Chercheur au Laboratoire des sciences du numérique de l’Université de Nantes et amateur éclairé de Starcraft II, Florian Richoux a analysé les performances de l’IA de Google. «Il s’agit d’un impressionnant résultat scientifique et technique», commente-t-il. Mais qui ne doit pas occulter certaines faiblesses, à commencer par le choix des races de chaque agent. «Ce n’est toujours pas une seule et unique IA capable de jouer les trois races à Starcraft. Par ailleurs, leur système est tel qu’AlphaStar ne semble pas en mesure de jouer Random [mode qui attribue une race au hasard]», tempère le scientifique. Dommage, car cela prouverait que la machine est bel et bien capable de s’adapter à la main qu’elle reçoit. Au lieu de cela, la machine a du mal à trouver de nouvelles stratégies, le système ayant «besoin d’un guidage basé sur des données humaines soigneusement sélectionnées pour y parvenir».

En outre, «rien n’indique qu’AlphaStar est capable d’adapter sa stratégie au cours d’une partie. Il y a fort à parier qu’il fasse la même chose que ce qui avait été remarqué en janvier, à savoir partir bille en tête avec une stratégie et s’y tenir quoi qu’il arrive», poursuit le spécialiste.

Autre critique adressée, AlphaStar conserve quelques privilèges par rapport à ses adversaires. Elle peut ainsi sélectionner individuellement ses unités en dehors de son champ de vision, ou encore jouer en effectuant environ 800 actions par minute (APM), alors qu’un pro avoisine les 400 APM. Avantage injuste? Une partie ne saurait se résumer à «que le plus rapide gagne». Les ingénieurs de Google écrivent d’ailleurs que leurs agents jouent moins bien lorsqu’ils ajustent les APM, à la hausse comme à la baisse. «Cela montre que s’il n’est pas cadré, AlphaStar a du mal à se concentrer sur l’apprentissage de la stratégie plutôt que de passer du temps sur la microgestion [la gestion individuelle des unités lors des combats, situations où priment les APM élevées]», relève Florian Richoux.

Passage en force

Un autre reproche concerne l’approche habituellement privilégiée par les géants de la tech et consistant à mettre à contribution leurs immenses capacités de calcul. «Il a fallu entraîner les IA sur 150 millions de parties, ce qui représente environ 3400 ans de jeu. Grâce à la puissance des supercalculateurs de Google, ce temps a pu être comprimé en 44 jours: je vous laisse imaginer la monstrueuse infrastructure nécessaire pour faire tourner tout cela, sans compter sa consommation électrique…» Un luxe et un passage en force qu’aucun laboratoire académique ne songerait à s’offrir.

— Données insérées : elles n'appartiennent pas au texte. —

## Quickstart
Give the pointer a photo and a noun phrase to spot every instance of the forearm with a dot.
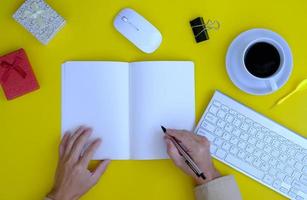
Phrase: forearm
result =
(223, 188)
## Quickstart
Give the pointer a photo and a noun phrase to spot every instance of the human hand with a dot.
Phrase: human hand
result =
(198, 147)
(73, 179)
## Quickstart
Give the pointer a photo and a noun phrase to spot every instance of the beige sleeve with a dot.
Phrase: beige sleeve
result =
(223, 188)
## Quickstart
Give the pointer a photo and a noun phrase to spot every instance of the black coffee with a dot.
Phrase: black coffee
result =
(262, 59)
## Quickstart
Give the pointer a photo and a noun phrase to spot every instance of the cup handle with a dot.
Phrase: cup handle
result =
(273, 84)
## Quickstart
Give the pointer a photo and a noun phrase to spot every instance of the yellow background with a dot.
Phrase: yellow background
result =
(30, 125)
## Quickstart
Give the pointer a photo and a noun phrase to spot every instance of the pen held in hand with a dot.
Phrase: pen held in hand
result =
(188, 159)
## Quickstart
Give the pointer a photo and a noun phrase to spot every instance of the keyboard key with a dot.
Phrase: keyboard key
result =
(299, 198)
(303, 179)
(296, 174)
(288, 180)
(260, 144)
(288, 170)
(241, 154)
(219, 132)
(273, 161)
(221, 114)
(213, 109)
(267, 149)
(284, 190)
(208, 135)
(275, 153)
(218, 141)
(292, 194)
(299, 156)
(257, 153)
(234, 150)
(221, 123)
(226, 146)
(252, 131)
(268, 179)
(244, 166)
(250, 158)
(229, 128)
(233, 112)
(277, 184)
(237, 122)
(292, 152)
(260, 135)
(257, 162)
(225, 108)
(281, 166)
(241, 117)
(291, 162)
(273, 171)
(264, 166)
(252, 140)
(213, 148)
(283, 157)
(249, 121)
(276, 143)
(242, 144)
(211, 118)
(245, 126)
(227, 136)
(266, 157)
(208, 127)
(244, 136)
(236, 132)
(283, 148)
(229, 118)
(281, 175)
(220, 153)
(234, 140)
(268, 139)
(216, 103)
(250, 149)
(300, 186)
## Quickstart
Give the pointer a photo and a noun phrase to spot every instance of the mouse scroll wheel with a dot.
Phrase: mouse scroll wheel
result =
(125, 19)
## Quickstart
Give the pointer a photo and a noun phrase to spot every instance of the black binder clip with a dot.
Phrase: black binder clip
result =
(200, 28)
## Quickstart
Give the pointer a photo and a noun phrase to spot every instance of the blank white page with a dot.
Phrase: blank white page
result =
(162, 93)
(96, 94)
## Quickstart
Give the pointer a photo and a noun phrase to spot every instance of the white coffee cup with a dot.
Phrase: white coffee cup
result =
(271, 80)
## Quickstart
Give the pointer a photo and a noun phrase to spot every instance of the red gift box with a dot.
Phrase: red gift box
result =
(16, 75)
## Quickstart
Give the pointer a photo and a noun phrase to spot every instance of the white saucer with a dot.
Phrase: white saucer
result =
(236, 70)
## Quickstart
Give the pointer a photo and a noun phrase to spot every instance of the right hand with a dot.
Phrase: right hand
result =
(198, 147)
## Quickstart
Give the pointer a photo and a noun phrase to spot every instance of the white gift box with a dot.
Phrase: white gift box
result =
(39, 19)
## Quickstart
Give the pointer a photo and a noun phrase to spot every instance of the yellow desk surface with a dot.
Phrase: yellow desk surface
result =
(30, 125)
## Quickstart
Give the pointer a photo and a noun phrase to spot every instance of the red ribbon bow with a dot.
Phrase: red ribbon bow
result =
(9, 67)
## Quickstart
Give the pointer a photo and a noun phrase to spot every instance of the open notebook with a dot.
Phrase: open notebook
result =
(126, 103)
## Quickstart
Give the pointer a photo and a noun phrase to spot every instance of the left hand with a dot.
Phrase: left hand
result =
(73, 179)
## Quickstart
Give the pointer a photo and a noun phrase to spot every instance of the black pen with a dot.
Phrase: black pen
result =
(188, 159)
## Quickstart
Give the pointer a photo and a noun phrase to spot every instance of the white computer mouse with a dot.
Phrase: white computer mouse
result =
(138, 30)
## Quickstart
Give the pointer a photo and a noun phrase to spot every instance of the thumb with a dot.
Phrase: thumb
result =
(98, 172)
(173, 152)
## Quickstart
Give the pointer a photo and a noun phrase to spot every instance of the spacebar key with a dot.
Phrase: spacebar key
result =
(244, 166)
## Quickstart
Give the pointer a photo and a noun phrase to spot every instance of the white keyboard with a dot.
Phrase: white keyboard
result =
(256, 146)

Enfin, AlphaStar n’a joué que 30 parties en ligue Grandmaster. «L’agent a certes atteint la ligue Grandmaster dans les règles, mais peut-il réellement s’y maintenir?» s’interroge l’informaticien. La question est pertinente. Car il y a fort à parier que si AlphaStar jouait en dévoilant son identité, les pros auraient tôt fait de s’adapter à cet adversaire qui ne sait pas changer de stratégie au cours d’une partie. Qui sait, cette IA pourrait même conduire les humains à trouver de nouvelles tactiques.

Quant à un hypothétique bénéfice pour la recherche scientifique, Florian Richoux reste sceptique. Tout d’abord parce que Google n’a pas souhaité publier le code source de ses agents, quand bien même la firme a répété qu’elle n'envisageait pas de les commercialiser. Et les débouchés concrets restent flous. «Il n’y a pas d’applications directes, mais cela constitue néanmoins un excellent entraînement pour progresser vers des méthodes exploitables industriellement», conclut-il.